Melhor se compreenderá talvez a utilidade deste convívio se se considerar que, segundo a doutrina da Igreja, o patrão – e com ele sua esposa e filhos – tem uma responsabilidade pelos trabalhadores. Com efeito, os empregados domésticos são, no lugar que lhes é próprio, um complemento do lar: formam a chamada sociedade heril. Os trabalhadores agrícolas, embora menos proximamente ligados ao lar do patrão, devem beneficiar-se desta atmosfera de família, inerente a uma concepção cristã da propriedade.

Cumpre que os patrões lhes conheçam as necessidades, as atendam no limite do que for justo, e ainda completem a ação da justiça com as larguezas da caridade. Ora, nada disto pode ser feito devidamente se o fazendeiro e sua família estão sempre ausentes do campo.

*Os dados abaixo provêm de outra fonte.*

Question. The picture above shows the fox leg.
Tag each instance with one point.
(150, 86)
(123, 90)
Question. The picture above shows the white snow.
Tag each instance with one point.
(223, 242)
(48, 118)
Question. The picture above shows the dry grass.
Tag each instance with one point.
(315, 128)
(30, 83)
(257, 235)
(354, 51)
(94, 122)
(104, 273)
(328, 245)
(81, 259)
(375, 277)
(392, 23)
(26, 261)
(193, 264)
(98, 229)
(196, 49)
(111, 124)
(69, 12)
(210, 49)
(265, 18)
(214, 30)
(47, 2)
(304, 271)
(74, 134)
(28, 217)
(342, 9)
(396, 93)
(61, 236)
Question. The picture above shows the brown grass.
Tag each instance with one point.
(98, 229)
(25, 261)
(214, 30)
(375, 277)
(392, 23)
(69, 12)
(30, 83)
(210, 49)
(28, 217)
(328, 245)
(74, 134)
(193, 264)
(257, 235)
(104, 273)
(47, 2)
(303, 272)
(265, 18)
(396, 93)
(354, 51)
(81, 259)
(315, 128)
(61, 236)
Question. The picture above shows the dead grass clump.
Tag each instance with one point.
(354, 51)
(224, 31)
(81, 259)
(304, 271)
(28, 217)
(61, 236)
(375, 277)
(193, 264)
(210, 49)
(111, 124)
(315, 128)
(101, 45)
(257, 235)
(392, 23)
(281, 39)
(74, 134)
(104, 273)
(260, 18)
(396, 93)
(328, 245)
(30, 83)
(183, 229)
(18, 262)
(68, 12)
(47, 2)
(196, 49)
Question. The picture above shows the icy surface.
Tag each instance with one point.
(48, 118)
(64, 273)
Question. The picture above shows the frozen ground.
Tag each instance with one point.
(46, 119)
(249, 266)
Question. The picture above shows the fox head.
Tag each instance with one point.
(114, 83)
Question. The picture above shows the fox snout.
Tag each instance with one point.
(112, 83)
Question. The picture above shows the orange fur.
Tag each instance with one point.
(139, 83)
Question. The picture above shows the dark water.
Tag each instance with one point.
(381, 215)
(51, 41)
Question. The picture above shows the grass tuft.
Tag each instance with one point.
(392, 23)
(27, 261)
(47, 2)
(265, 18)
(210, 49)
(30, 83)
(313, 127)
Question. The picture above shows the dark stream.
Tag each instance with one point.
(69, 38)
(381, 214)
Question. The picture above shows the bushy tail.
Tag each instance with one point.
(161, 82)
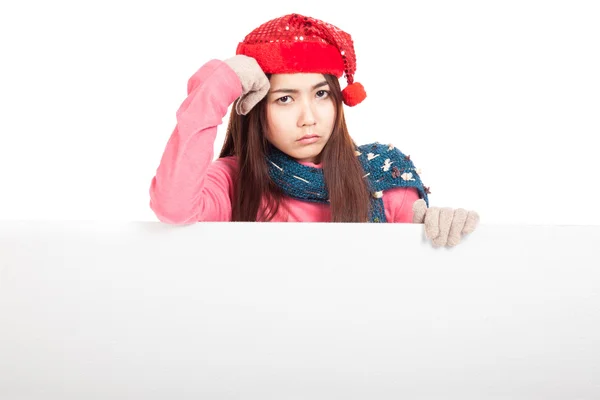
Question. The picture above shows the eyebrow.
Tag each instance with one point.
(284, 90)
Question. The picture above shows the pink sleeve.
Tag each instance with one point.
(398, 204)
(189, 186)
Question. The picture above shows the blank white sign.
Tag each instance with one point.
(99, 310)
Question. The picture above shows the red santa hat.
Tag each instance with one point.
(295, 43)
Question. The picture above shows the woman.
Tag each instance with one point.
(288, 155)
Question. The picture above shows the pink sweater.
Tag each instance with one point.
(189, 186)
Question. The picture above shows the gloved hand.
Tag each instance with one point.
(444, 226)
(255, 84)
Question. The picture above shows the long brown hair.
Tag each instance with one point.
(343, 174)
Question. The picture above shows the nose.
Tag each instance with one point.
(307, 115)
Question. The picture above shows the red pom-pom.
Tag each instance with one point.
(353, 94)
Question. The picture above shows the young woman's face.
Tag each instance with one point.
(300, 115)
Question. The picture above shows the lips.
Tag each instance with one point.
(306, 137)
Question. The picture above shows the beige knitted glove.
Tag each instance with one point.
(444, 226)
(255, 84)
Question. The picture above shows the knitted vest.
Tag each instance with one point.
(385, 167)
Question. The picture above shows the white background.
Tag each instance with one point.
(497, 102)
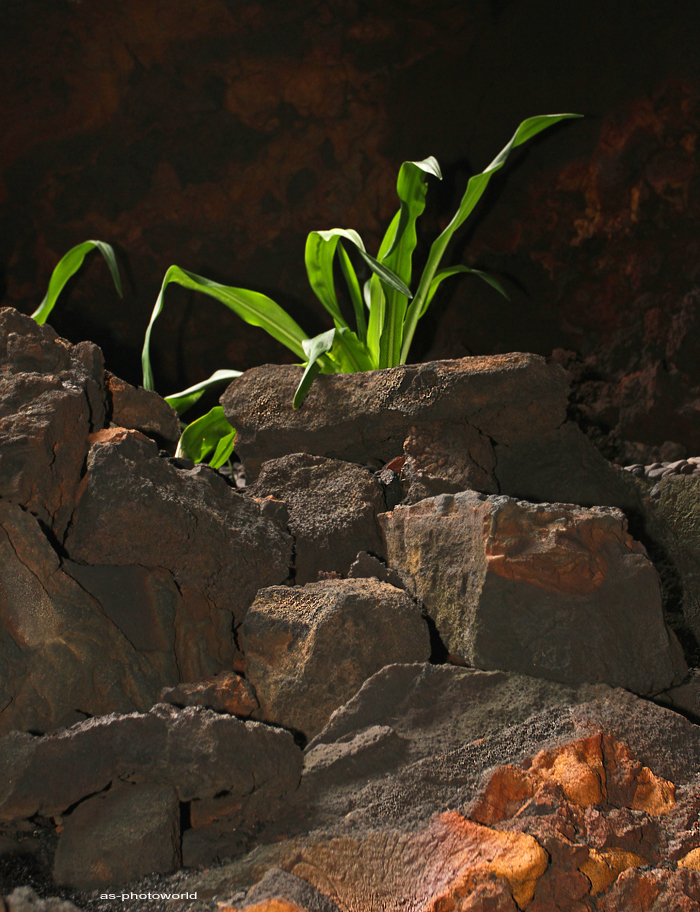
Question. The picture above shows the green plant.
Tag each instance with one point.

O trato afável de grandes com pequenos, conservando-se embora cada qual na sua posição, constitui preciosa tradição das verdadeiras elites no Ocidente cristão. Pio XII descreve este trato exímio nos seguintes termos:

"... as relações entre classes e categorias desiguais devem permanecer governadas por uma proba e imparcial justiça, e ser ao mesmo tempo animadas por respeito e afeição mútua que, embora sem suprimir a disparidade, lhe diminuam as distâncias e temperem os contrastes. Nas famílias verdadeiramente cristãs, por acaso não vemos nós os maiores dentre os patrícios e as patrícias, vigilantes e solícitos em conservar, para com seus empregados e para com todos os que os cercam, um comportamento consentâneo por certo com sua posição, mas escoimado de presunção, propenso à cortesia e benevolência nas palavras e modos que demonstram a nobreza dos corações; patrícios e patrícias que vêem neles homens, irmãos, cristãos como eles, e a eles unidos em Cristo com os vínculos da caridade, daquela caridade que mesmo nos palácios ancestrais conforta, sustém, ameniza e dulcifica a vida entre os grandes e os humildes, máxime nas horas de dor e tristeza que nunca faltam aqui?" (18).

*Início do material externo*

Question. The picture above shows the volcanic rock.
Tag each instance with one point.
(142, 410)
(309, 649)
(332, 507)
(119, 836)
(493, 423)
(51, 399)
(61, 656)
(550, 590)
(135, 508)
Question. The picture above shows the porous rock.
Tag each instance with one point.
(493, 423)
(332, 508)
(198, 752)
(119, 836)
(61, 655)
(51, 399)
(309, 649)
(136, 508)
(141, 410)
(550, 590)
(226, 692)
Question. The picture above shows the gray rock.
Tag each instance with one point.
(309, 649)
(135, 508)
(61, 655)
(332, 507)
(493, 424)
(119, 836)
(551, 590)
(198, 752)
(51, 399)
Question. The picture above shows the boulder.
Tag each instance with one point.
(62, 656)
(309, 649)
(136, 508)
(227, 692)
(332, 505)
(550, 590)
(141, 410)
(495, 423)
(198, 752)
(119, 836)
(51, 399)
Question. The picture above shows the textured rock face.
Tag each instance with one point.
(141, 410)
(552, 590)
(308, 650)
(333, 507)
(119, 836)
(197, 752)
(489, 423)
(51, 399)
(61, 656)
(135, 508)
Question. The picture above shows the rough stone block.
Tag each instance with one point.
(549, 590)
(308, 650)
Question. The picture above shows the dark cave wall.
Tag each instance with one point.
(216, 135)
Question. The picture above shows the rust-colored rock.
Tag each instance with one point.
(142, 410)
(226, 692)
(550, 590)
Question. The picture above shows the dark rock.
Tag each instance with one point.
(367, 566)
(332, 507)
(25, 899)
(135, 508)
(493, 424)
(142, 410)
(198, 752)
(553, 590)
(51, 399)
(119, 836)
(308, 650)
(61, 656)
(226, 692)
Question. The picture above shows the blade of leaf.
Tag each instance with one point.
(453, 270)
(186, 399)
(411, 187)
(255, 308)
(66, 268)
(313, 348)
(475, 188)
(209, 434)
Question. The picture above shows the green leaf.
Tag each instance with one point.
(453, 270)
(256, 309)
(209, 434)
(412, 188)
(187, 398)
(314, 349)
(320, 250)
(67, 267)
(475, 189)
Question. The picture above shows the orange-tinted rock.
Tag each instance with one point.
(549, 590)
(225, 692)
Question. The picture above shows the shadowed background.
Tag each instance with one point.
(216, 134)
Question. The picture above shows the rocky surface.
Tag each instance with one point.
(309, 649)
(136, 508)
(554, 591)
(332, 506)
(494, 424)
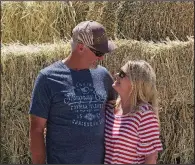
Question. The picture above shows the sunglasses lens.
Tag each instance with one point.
(122, 74)
(97, 53)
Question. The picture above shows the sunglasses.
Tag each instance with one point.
(121, 74)
(97, 53)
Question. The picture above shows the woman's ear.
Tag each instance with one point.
(80, 47)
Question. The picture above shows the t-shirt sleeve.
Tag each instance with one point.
(41, 97)
(149, 134)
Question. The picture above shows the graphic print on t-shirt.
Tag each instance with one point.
(87, 103)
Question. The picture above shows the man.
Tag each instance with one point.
(69, 98)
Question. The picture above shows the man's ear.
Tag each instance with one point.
(80, 47)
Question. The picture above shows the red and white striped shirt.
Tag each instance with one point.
(129, 138)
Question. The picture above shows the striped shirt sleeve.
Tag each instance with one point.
(149, 132)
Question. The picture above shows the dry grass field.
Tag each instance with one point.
(38, 22)
(35, 34)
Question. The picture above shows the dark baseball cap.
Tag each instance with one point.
(93, 35)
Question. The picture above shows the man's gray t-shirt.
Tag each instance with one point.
(73, 103)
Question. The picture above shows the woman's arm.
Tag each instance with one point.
(151, 158)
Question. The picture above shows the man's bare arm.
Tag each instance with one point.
(37, 144)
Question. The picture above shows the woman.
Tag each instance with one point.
(132, 125)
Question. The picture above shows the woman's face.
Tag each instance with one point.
(122, 84)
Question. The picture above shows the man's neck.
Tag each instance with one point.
(74, 63)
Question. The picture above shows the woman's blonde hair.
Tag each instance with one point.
(143, 82)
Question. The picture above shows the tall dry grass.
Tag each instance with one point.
(172, 61)
(31, 22)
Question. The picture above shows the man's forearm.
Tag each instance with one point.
(151, 158)
(37, 147)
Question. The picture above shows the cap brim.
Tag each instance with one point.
(107, 47)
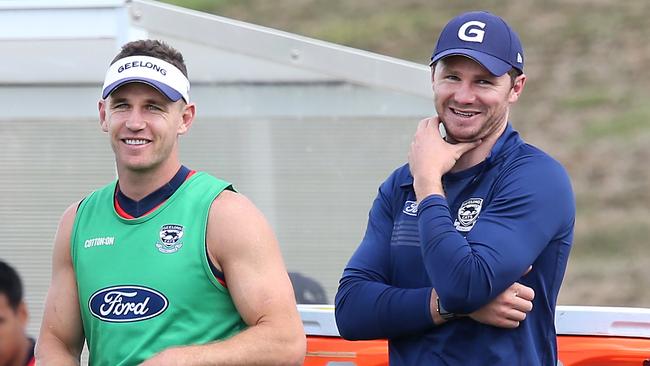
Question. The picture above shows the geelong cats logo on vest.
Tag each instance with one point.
(170, 238)
(121, 304)
(468, 214)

E, mais do que às necessidades materiais, devem os patrões atender às espirituais, valendo-se de sua legítima influência para, pelo exemplo e pela palavra, inculcarem o amor de Deus e a prática da virtude.

Assim, evitar para os trabalhadores as ocasiões de contrair vícios, de praticar más ações, favorecer e até promover atos de piedade, facilitar a ação do Clero, aconselhando todos a que se casem religiosamente, freqüentem os Sacramentos, façam batizar seus filhos e os instruam na Religião, eis deveres que são específicos do patrão católico.

No tocante à ação do fazendeiro em favor da formação religiosa dos colonos, não negamos que muitos procederam assim no passado e assim procedem no presente. Daí lhes vinha – e vem – boa parte de sua popularidade. Mas como não lamentar que outros ajam de modo diverso? Se os agricultores que atendem inteiramente a esses deveres e os que os negligenciam também inteiramente são raros, grande é o número dos que só em parte os cumprem. E essa negligência parcial contribui para que, pouco a pouco, Jesus Cristo vá saindo da vida do campo.

De onde sai Cristo, com Ele sai a ordem. E de onde sai a ordem, ali entra a Revolução.

Di-lo sabiamente Pio XI: "... uma das causas principais do caos em que vivemos reside no fato de graves atentados desferidos contra o culto do direito e o respeito à autoridade – e isto se produziu desde o dia em que o mundo se recusou a ver em Deus, Criador e Senhor do mundo, a fonte do direito e da autoridade. Este mal também encontrará seu remédio na paz cristã, que se confunde com a paz divina e por isto mesmo prescreve o respeito à ordem, à lei e à autoridade" (19).


Notas:

(15) Cfr. Introdução, Delimitação do presente trabalho

(16) Carta de 18 de setembro de 1957, ao Emmo. Cardeal Siri, por ocasião da XXX Semana Social dos Católicos da Itália - A.A.S., vol. XLIX, n. 14, págs. 831-832.

(17) Discurso ao XIII Congresso da Confederação Nacional Italiana dos Cultivadores – "Osservatore Romano", edição hebdomadária em língua francesa, de 8 de maio de 1959.

(18) Alocução de 5 de janeiro de 1942, à Nobreza e ao Patriciado Romano – "Discorsi e Radiomessaggi", vol. III, págs. 347-348.

(19) Encíclica "Ubi Arcano", de 23 de dezembro de 1922 – "Editora Vozes Ltda.", Petrópolis, pág. 17.